Although chameleons are often slow-moving animals, they require a lot of space for their physical and emotional comfort and security. Buying or making the wrong enclosure can be an expensive mistake, especially if it results in serious injuries or poor health for your panther chameleon. A trip to the veterinarian for health problems resulting from poor caging can result in medical costs that far exceed the cost of an appropriate cage. The following cage materials are not recommended:

  • Cages constructed of aluminum window screen are not advisable for medium to large adult chameleons (i.e., F. pardalis) as there is the potential for claw damage or claw amputation if the chameleon spends significant time traversing the enclosure walls.
  • Fiberglass screen should be avoided as the coating can degrade, exposing sharp fiberglass threads.
  • Hardware cloth or other uncoated metal wire can cause serious foot and snout injuries.
  • Dense mesh material can block adequate exposure to light and UV-B resulting in depression, lethargy, anorexia or metabolic disorders.
  • Aquariums or other solid-walled enclosures may result in serious bacterial or fungal diseases, some of which are life threatening.

Furnishing the Enclosure

The enclosure needs to be equipped with a variety of horizontal perching areas so that the lizard can easily navigate the entire cage. You’ll also need to arrange the lights in such a way as to allow your panther chameleon to choose when it wants to be towards the upper and lower temperature limits. Temperature variety is very important and your chameleon will need access to both the upper and lower limits within the same enclosure. That way your chameleon will naturally thermoregulate by moving itself throughout it’s enclosure.

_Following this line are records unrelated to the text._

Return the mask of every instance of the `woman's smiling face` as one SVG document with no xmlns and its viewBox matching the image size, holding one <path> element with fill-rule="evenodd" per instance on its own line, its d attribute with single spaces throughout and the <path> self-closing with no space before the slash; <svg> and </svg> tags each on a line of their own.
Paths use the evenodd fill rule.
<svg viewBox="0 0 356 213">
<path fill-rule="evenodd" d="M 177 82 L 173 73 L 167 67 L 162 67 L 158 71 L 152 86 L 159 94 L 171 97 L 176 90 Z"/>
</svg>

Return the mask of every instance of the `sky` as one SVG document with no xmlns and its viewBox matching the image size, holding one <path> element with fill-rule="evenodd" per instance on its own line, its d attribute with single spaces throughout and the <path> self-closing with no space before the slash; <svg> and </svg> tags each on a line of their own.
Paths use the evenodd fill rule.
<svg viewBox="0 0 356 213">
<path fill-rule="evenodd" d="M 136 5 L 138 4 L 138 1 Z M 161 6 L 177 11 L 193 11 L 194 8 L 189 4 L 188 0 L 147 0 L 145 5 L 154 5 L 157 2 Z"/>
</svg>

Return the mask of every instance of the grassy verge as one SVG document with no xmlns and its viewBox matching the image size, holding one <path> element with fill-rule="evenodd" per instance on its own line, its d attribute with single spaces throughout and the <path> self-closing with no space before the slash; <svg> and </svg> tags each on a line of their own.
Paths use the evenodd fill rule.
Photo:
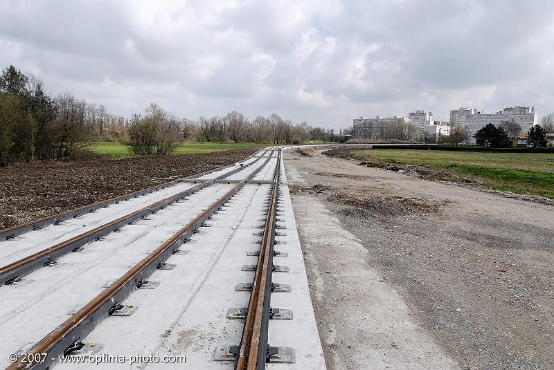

Live plants provide security, hiding places, and a surface to lap drinking water from. They also add to the beauty of the enclosure. Many chameleons are known to eat vegetation, so only non-toxic plants should be used in their enclosures. Hibiscus is an ideal non-toxic plant for chameleon cages. They are beautiful plants that provide nutritional plant matter (blossoms and leaves) and good navigation. One commonly recommended plant that should be used with caution is Ficus benjamina. These plants are mildly toxic and excrete a white milky sap when leaves or branches are injured that may cause skin or eye irritation if a chameleon comes in contact with it. Do not place a freshly pruned Ficus in a chameleon cage until the sap has stopped oozing and the wound is dry to the touch.

There are many risks of poisoning from newly purchased plants. Many commercial growers use toxic chemical pesticides, fungicides and plant growth regulators that could make your chameleon very ill (or dead) if ingested. Some of these chemicals are sprayed on plants, others are added to the soil and drawn up by the roots into the leaves of the plant. Washing the plant will NOT eliminate the toxicity of chemicals added to the soil. The safest method of adding a new plant to a chameleon enclosure is to clean the leaves and stems with warm water and mild detergent, rinse thoroughly, re-pot the plant in a new container with organic potting soil that does not contain chemicals, place the plant in a sunny location and wait six months before transferring it into an enclosure that houses a panther chameleon.